Super Bowl Sunday, American Holy Day

"Sentimental Education"

It's a cliche to say that the Super Bowl is a media circus and an advertising godsend, but it is also, as many observers and participants have claimed, a momentous event embedded in a religious culture tied to sports generally and to football specifically. A litany of remembered moments and memorable icons outfit the landscape, like Joe Namath's famous prediction of a Jets victory over the Colts, or the person of Vince Lombardi who stands as a ghostly beacon in football lore. But in addition to the money and glory associated with the game, symbolic and ritual orders are also reaffirmed, especially at the very center of the festivities -- the middle of the field and in the middle of the game - and at the very end of a long season of conflict and strife, risk-taking, and chance for the teams involved.

Flags flying, fans behaving, time passing, authorities presiding, athletes competing -- the game is predicated on familiar sights and sounds, movements and interactions, a predictable order of things, in sports perhaps more so than in the daily world outside of sports. Yet the very nature of play is inherently unpredictable and volatile, and therefore ripe for emotionally-driven, spiritually-hungry humans just waiting for something memorable and meaningful to happen. Although some see it as simply a national, secular holiday, the Super Bowl plays out in American culture year after year as a religious event, sacrosanct and celebratory in the lives of millions of fans from all faith traditions and philosophical schools, including believers and non-believers, God-fearing fundamentalists and free-spirited lefties.
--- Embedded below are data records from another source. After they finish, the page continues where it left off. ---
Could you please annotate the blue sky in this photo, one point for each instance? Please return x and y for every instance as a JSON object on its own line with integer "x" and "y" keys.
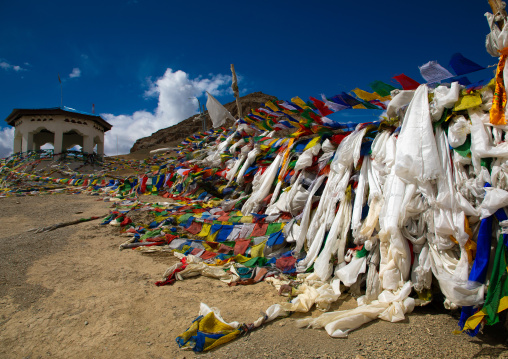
{"x": 139, "y": 61}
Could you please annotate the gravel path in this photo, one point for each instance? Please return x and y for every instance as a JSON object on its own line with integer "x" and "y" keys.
{"x": 71, "y": 293}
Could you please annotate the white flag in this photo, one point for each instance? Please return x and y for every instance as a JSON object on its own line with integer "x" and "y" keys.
{"x": 433, "y": 72}
{"x": 217, "y": 112}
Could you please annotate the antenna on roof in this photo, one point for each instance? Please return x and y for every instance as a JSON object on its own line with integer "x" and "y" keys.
{"x": 61, "y": 91}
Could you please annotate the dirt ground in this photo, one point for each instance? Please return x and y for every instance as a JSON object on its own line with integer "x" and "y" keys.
{"x": 71, "y": 293}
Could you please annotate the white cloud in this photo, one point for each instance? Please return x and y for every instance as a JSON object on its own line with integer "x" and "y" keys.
{"x": 175, "y": 91}
{"x": 6, "y": 141}
{"x": 76, "y": 72}
{"x": 6, "y": 66}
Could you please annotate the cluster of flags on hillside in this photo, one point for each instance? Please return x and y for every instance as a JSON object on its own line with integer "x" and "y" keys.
{"x": 310, "y": 116}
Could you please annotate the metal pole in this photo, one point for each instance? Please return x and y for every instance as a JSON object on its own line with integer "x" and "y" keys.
{"x": 201, "y": 111}
{"x": 234, "y": 86}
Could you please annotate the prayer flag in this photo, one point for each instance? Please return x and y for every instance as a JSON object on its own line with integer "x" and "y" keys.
{"x": 217, "y": 112}
{"x": 462, "y": 65}
{"x": 433, "y": 72}
{"x": 406, "y": 82}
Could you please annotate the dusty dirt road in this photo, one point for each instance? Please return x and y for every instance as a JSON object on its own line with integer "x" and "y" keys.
{"x": 71, "y": 293}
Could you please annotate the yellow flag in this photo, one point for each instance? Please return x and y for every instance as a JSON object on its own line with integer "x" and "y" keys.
{"x": 298, "y": 101}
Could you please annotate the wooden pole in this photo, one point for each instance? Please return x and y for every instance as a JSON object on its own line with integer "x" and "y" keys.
{"x": 234, "y": 86}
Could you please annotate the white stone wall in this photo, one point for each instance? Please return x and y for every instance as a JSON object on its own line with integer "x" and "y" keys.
{"x": 67, "y": 131}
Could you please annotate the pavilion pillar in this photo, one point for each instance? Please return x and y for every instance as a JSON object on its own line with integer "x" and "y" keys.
{"x": 88, "y": 144}
{"x": 27, "y": 142}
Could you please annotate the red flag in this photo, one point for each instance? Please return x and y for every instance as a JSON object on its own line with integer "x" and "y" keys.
{"x": 407, "y": 82}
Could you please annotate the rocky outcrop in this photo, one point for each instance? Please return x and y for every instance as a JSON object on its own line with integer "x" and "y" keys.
{"x": 173, "y": 135}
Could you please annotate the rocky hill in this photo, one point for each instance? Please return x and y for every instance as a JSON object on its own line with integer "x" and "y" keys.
{"x": 173, "y": 135}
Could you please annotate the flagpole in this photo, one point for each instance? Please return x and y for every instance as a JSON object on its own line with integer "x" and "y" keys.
{"x": 61, "y": 91}
{"x": 234, "y": 86}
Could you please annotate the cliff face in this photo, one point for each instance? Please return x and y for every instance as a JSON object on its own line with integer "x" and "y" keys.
{"x": 171, "y": 136}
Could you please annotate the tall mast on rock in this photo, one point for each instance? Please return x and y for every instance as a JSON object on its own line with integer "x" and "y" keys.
{"x": 498, "y": 7}
{"x": 234, "y": 86}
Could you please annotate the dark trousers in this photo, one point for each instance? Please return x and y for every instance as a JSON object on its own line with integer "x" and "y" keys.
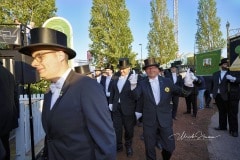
{"x": 207, "y": 97}
{"x": 222, "y": 106}
{"x": 233, "y": 116}
{"x": 175, "y": 100}
{"x": 5, "y": 143}
{"x": 155, "y": 133}
{"x": 191, "y": 102}
{"x": 121, "y": 121}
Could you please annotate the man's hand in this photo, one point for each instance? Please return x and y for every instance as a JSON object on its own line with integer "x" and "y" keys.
{"x": 138, "y": 115}
{"x": 133, "y": 80}
{"x": 110, "y": 107}
{"x": 231, "y": 78}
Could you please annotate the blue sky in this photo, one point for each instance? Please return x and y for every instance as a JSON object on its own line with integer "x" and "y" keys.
{"x": 77, "y": 12}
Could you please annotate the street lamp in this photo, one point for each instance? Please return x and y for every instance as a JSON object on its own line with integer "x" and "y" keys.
{"x": 141, "y": 56}
{"x": 228, "y": 52}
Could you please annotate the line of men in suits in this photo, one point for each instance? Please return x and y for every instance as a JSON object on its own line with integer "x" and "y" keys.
{"x": 128, "y": 101}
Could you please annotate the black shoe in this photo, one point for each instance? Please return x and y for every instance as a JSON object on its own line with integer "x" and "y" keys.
{"x": 129, "y": 151}
{"x": 218, "y": 129}
{"x": 174, "y": 118}
{"x": 159, "y": 146}
{"x": 235, "y": 134}
{"x": 119, "y": 149}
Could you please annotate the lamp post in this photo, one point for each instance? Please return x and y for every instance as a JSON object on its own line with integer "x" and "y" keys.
{"x": 141, "y": 56}
{"x": 227, "y": 26}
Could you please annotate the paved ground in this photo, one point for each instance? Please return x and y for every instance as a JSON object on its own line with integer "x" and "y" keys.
{"x": 218, "y": 146}
{"x": 224, "y": 146}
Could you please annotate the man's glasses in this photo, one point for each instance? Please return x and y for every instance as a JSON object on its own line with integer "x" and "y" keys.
{"x": 39, "y": 57}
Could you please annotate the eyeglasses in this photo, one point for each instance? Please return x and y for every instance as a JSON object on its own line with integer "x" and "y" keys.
{"x": 39, "y": 57}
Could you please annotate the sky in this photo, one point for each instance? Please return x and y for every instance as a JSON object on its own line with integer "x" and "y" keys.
{"x": 78, "y": 13}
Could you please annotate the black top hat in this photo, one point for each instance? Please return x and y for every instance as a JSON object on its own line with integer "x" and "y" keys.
{"x": 173, "y": 65}
{"x": 84, "y": 69}
{"x": 123, "y": 63}
{"x": 109, "y": 66}
{"x": 150, "y": 62}
{"x": 98, "y": 69}
{"x": 46, "y": 38}
{"x": 224, "y": 60}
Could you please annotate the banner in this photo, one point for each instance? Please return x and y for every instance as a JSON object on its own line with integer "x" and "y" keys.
{"x": 10, "y": 34}
{"x": 234, "y": 53}
{"x": 207, "y": 63}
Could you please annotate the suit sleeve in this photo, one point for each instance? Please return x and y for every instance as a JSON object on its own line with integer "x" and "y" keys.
{"x": 98, "y": 119}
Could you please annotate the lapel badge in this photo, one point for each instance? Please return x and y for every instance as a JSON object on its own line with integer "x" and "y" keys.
{"x": 167, "y": 89}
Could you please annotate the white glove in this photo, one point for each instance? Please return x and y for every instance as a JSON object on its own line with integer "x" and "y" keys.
{"x": 211, "y": 95}
{"x": 108, "y": 94}
{"x": 138, "y": 115}
{"x": 231, "y": 78}
{"x": 110, "y": 107}
{"x": 133, "y": 80}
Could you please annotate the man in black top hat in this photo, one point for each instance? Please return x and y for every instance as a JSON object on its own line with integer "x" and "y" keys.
{"x": 156, "y": 93}
{"x": 226, "y": 93}
{"x": 77, "y": 124}
{"x": 122, "y": 105}
{"x": 9, "y": 109}
{"x": 176, "y": 78}
{"x": 84, "y": 69}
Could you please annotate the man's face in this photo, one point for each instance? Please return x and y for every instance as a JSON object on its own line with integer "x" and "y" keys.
{"x": 98, "y": 73}
{"x": 109, "y": 72}
{"x": 124, "y": 72}
{"x": 47, "y": 63}
{"x": 152, "y": 71}
{"x": 173, "y": 69}
{"x": 224, "y": 66}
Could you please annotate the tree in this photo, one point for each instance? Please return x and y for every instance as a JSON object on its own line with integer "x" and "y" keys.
{"x": 208, "y": 36}
{"x": 27, "y": 10}
{"x": 109, "y": 32}
{"x": 161, "y": 41}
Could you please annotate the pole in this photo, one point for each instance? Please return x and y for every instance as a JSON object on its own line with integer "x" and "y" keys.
{"x": 31, "y": 122}
{"x": 141, "y": 57}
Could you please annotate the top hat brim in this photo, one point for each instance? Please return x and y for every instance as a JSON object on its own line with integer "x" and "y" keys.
{"x": 28, "y": 50}
{"x": 123, "y": 67}
{"x": 145, "y": 67}
{"x": 222, "y": 63}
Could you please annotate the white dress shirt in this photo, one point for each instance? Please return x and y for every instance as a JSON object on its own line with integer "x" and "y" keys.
{"x": 155, "y": 88}
{"x": 57, "y": 87}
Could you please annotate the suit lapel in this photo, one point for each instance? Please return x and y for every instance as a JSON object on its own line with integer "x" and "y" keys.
{"x": 64, "y": 90}
{"x": 150, "y": 91}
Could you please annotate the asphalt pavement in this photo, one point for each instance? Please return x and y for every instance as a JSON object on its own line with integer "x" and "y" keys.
{"x": 221, "y": 145}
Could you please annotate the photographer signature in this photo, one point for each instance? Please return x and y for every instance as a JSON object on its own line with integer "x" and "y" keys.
{"x": 199, "y": 135}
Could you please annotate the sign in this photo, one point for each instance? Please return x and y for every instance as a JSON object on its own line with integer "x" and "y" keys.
{"x": 234, "y": 53}
{"x": 207, "y": 63}
{"x": 10, "y": 34}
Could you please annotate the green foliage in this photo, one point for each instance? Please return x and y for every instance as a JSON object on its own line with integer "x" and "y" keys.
{"x": 40, "y": 87}
{"x": 161, "y": 41}
{"x": 26, "y": 11}
{"x": 208, "y": 36}
{"x": 109, "y": 32}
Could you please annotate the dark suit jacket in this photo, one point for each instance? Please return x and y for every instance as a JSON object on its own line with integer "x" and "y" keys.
{"x": 179, "y": 81}
{"x": 225, "y": 86}
{"x": 79, "y": 125}
{"x": 126, "y": 99}
{"x": 152, "y": 111}
{"x": 9, "y": 102}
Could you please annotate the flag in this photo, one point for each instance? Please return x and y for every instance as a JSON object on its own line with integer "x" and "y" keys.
{"x": 234, "y": 53}
{"x": 89, "y": 56}
{"x": 207, "y": 63}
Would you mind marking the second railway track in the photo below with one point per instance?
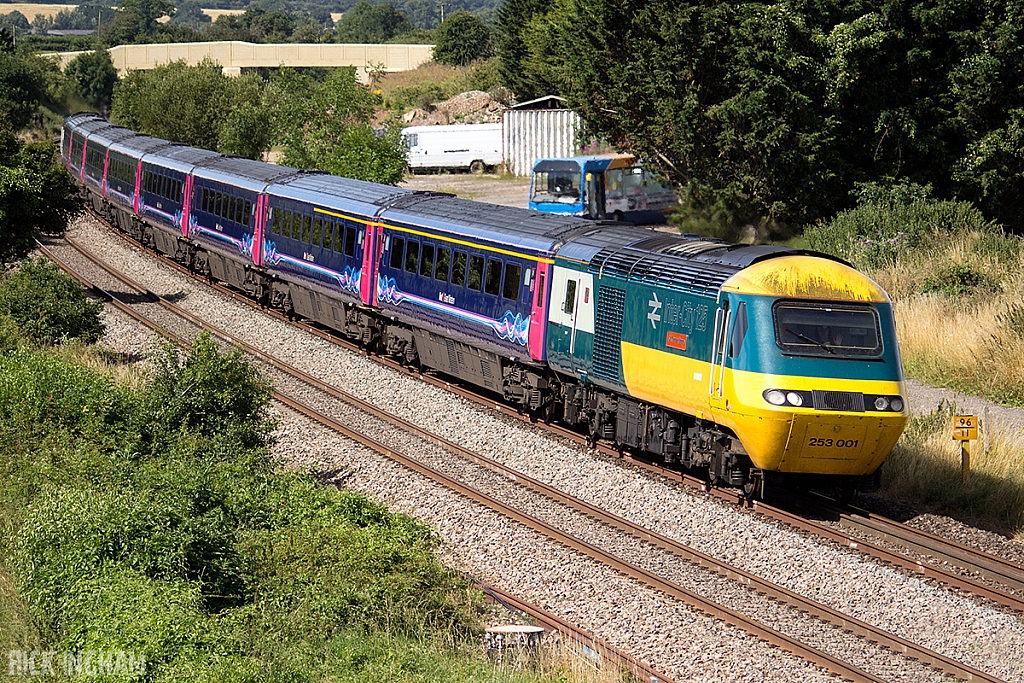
(658, 550)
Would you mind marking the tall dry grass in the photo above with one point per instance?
(968, 339)
(925, 466)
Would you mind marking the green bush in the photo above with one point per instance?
(47, 305)
(957, 280)
(183, 543)
(204, 393)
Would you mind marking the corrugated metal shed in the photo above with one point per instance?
(534, 133)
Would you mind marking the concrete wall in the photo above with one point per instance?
(233, 55)
(531, 134)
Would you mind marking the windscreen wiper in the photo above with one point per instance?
(813, 341)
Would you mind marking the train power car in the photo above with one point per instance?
(749, 361)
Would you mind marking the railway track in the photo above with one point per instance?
(129, 304)
(949, 563)
(653, 544)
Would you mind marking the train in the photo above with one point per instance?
(747, 363)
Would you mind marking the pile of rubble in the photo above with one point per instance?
(472, 107)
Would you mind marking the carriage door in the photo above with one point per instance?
(571, 307)
(723, 322)
(595, 195)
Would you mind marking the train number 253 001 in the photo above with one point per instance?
(828, 443)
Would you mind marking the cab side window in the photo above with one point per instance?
(397, 252)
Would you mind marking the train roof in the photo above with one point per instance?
(336, 193)
(110, 135)
(180, 157)
(489, 222)
(254, 175)
(686, 261)
(138, 145)
(76, 121)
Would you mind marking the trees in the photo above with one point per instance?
(134, 19)
(92, 75)
(328, 128)
(776, 112)
(37, 196)
(23, 86)
(372, 24)
(462, 38)
(193, 104)
(511, 46)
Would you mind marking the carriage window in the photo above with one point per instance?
(494, 284)
(350, 235)
(427, 261)
(511, 289)
(443, 258)
(328, 235)
(397, 247)
(569, 306)
(317, 230)
(412, 256)
(459, 269)
(475, 272)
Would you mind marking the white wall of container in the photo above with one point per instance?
(530, 134)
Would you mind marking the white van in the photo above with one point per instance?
(459, 146)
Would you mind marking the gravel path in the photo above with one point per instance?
(640, 621)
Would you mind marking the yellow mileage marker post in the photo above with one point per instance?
(965, 431)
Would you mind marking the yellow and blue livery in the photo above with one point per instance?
(750, 360)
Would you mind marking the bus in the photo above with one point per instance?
(602, 186)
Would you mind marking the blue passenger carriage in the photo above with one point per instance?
(165, 187)
(225, 216)
(471, 280)
(321, 240)
(125, 182)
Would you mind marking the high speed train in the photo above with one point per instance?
(749, 361)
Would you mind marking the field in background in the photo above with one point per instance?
(30, 10)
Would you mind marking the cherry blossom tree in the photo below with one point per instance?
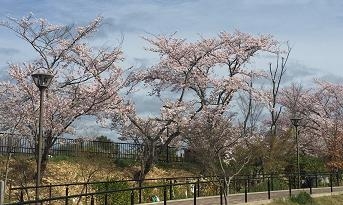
(86, 80)
(193, 79)
(321, 110)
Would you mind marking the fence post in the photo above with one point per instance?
(165, 195)
(310, 184)
(21, 196)
(140, 191)
(268, 188)
(171, 190)
(132, 197)
(198, 188)
(331, 188)
(2, 192)
(67, 193)
(221, 194)
(289, 186)
(92, 200)
(10, 192)
(195, 194)
(106, 195)
(167, 154)
(246, 192)
(50, 192)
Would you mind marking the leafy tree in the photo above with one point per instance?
(86, 80)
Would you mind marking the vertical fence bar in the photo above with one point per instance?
(331, 188)
(195, 194)
(165, 195)
(86, 191)
(10, 192)
(171, 190)
(289, 186)
(268, 188)
(167, 154)
(310, 184)
(50, 192)
(2, 192)
(246, 192)
(67, 193)
(92, 200)
(21, 199)
(132, 197)
(198, 188)
(106, 194)
(140, 191)
(248, 183)
(221, 194)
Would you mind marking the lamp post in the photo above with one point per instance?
(296, 122)
(42, 80)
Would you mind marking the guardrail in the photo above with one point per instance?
(179, 187)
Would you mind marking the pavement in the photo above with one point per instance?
(255, 198)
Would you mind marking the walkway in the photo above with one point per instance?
(253, 198)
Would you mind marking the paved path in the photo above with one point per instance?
(253, 198)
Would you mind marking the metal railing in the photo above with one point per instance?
(177, 188)
(80, 147)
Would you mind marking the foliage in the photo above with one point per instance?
(115, 198)
(303, 198)
(86, 82)
(122, 163)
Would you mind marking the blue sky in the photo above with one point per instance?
(313, 28)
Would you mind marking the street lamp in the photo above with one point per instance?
(296, 122)
(42, 79)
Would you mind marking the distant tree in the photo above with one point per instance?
(321, 130)
(86, 80)
(192, 79)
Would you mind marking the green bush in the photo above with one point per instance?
(302, 198)
(116, 198)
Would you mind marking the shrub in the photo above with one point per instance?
(116, 198)
(302, 198)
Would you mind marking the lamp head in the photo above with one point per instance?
(296, 121)
(42, 78)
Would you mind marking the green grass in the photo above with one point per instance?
(325, 200)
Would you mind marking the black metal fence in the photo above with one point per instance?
(80, 147)
(134, 192)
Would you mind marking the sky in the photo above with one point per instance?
(313, 28)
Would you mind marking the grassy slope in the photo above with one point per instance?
(67, 170)
(325, 200)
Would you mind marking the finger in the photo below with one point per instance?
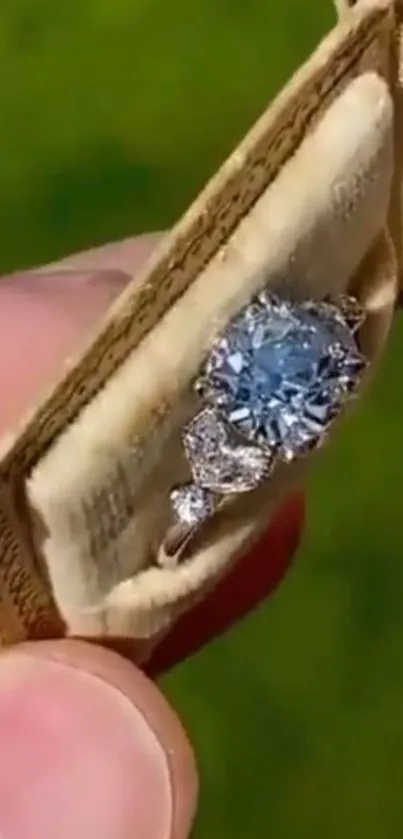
(48, 314)
(253, 579)
(89, 748)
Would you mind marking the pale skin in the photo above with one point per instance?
(90, 748)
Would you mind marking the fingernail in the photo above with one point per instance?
(78, 759)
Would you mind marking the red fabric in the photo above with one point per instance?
(252, 580)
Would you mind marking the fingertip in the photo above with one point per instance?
(102, 753)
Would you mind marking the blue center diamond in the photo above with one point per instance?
(280, 371)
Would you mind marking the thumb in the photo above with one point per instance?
(89, 748)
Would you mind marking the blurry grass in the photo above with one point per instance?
(113, 114)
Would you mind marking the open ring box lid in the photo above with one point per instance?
(309, 203)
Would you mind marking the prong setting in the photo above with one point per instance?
(271, 386)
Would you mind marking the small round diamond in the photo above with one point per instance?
(280, 371)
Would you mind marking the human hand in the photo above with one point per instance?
(89, 746)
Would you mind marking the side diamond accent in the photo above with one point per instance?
(217, 463)
(192, 504)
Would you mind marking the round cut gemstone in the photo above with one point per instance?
(280, 371)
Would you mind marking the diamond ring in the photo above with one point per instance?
(272, 384)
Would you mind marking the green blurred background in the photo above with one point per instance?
(113, 114)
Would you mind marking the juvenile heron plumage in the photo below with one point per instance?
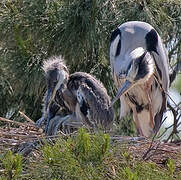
(80, 93)
(139, 64)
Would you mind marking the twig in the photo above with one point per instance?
(18, 123)
(26, 117)
(151, 145)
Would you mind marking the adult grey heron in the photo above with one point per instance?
(139, 64)
(80, 93)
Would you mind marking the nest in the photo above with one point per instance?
(24, 137)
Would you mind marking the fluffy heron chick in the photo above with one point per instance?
(81, 93)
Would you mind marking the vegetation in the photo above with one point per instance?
(79, 30)
(31, 31)
(84, 156)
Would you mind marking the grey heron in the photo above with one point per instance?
(83, 97)
(139, 65)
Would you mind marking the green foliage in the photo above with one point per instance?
(81, 157)
(171, 166)
(12, 165)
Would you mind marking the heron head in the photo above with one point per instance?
(139, 70)
(56, 74)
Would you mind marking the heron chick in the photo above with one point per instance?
(139, 64)
(82, 94)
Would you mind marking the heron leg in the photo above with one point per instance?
(137, 124)
(147, 90)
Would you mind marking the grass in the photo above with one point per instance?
(83, 156)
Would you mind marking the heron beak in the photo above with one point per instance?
(125, 87)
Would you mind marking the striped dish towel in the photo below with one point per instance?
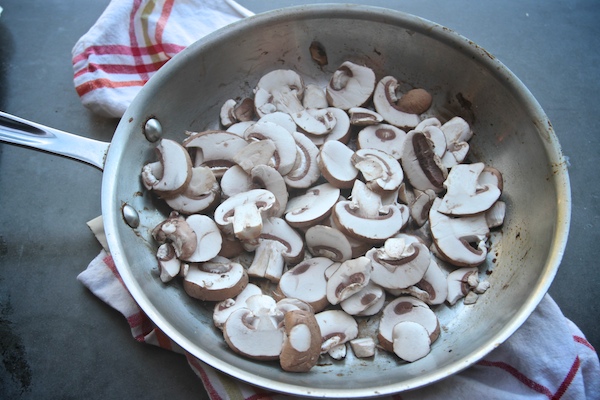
(547, 358)
(132, 39)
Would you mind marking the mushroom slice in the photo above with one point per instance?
(169, 265)
(458, 133)
(366, 302)
(312, 206)
(243, 213)
(170, 175)
(255, 153)
(306, 281)
(202, 192)
(214, 149)
(419, 208)
(397, 265)
(335, 163)
(314, 97)
(305, 171)
(384, 137)
(461, 241)
(460, 282)
(464, 196)
(179, 233)
(363, 347)
(215, 280)
(270, 179)
(225, 308)
(406, 308)
(351, 85)
(381, 171)
(349, 278)
(277, 244)
(337, 327)
(365, 218)
(410, 341)
(256, 331)
(325, 241)
(279, 90)
(302, 341)
(422, 167)
(234, 181)
(315, 121)
(385, 101)
(360, 116)
(285, 145)
(208, 238)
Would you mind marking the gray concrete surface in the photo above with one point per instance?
(57, 341)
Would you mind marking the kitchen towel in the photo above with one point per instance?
(132, 39)
(548, 357)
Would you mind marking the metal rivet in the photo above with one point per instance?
(152, 130)
(131, 216)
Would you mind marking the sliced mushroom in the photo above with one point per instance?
(349, 278)
(326, 241)
(277, 244)
(305, 171)
(361, 116)
(366, 302)
(363, 347)
(315, 121)
(208, 238)
(385, 100)
(406, 308)
(225, 308)
(365, 218)
(306, 281)
(460, 241)
(384, 137)
(302, 341)
(214, 149)
(350, 86)
(337, 327)
(179, 233)
(169, 265)
(314, 97)
(422, 167)
(202, 193)
(397, 265)
(243, 213)
(256, 331)
(279, 90)
(464, 195)
(255, 153)
(381, 171)
(170, 175)
(284, 156)
(313, 206)
(410, 341)
(215, 280)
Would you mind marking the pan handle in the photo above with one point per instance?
(22, 132)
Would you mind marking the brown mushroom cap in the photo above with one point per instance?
(302, 342)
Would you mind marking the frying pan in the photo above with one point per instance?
(512, 133)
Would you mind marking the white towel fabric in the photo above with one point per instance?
(548, 357)
(132, 39)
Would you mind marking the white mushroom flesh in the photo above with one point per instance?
(292, 149)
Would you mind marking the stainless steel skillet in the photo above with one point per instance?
(512, 134)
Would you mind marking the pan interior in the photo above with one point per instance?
(511, 133)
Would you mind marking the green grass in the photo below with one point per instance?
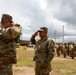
(60, 67)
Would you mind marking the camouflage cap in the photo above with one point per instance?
(6, 17)
(43, 29)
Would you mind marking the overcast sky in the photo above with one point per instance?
(33, 14)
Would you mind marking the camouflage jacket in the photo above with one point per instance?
(7, 44)
(44, 49)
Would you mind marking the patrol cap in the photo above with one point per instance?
(6, 17)
(43, 29)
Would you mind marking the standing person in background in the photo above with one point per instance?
(44, 52)
(8, 33)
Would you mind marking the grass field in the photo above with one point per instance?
(60, 67)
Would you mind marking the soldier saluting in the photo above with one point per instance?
(8, 33)
(44, 52)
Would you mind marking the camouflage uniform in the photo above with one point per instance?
(43, 53)
(7, 48)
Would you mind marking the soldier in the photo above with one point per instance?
(44, 52)
(8, 33)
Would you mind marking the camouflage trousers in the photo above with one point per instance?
(6, 69)
(39, 70)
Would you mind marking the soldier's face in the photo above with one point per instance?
(42, 34)
(8, 23)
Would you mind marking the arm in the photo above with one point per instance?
(50, 53)
(11, 32)
(33, 41)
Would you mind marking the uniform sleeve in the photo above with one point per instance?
(11, 32)
(50, 50)
(32, 40)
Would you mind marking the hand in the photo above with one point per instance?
(46, 65)
(36, 33)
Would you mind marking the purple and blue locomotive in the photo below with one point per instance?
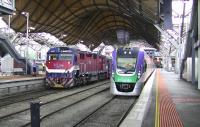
(128, 65)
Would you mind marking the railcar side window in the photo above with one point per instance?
(81, 56)
(52, 57)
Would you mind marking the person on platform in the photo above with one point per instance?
(34, 68)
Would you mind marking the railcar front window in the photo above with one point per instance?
(126, 64)
(65, 57)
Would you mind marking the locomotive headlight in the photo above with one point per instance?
(113, 74)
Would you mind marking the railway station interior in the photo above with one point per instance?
(99, 63)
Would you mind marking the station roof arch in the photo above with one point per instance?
(93, 21)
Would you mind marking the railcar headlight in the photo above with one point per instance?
(113, 74)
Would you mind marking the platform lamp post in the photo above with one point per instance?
(27, 29)
(9, 18)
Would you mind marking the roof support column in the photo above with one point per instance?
(198, 24)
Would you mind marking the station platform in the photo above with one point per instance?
(166, 101)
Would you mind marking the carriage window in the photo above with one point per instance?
(52, 57)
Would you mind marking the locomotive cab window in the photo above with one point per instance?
(65, 57)
(82, 56)
(94, 56)
(52, 57)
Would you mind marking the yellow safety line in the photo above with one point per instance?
(157, 114)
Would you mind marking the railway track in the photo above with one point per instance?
(110, 114)
(25, 96)
(53, 106)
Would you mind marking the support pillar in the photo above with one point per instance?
(199, 47)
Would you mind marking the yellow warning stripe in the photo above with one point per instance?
(157, 113)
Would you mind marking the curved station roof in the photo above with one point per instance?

Although worlds away from Balinese cockfighting, the Super Bowl, and football generally, is a revealing social text that expresses a story that Americans like to "tell themselves about themselves." Eminent anthropologist Clifford Geertz sees this interpretive function in the social activities and symbolic systems surrounding the popular Balinese sport, which cannot simply be characterized as a rite or a pastime. Geertz's analysis of cockfighting can be applied to a "read" of the Super Bowl: "What the [Super Bowl] says it says in a vocabulary of sentiment - the thrill of risk, the despair of loss, the pleasure of triumph. Yet what it says is not merely that risk is exciting, loss depressing, or triumph gratifying, banal tautologies of affect, but that it is of these emotions, thus exampled, that society is built and individuals are put together."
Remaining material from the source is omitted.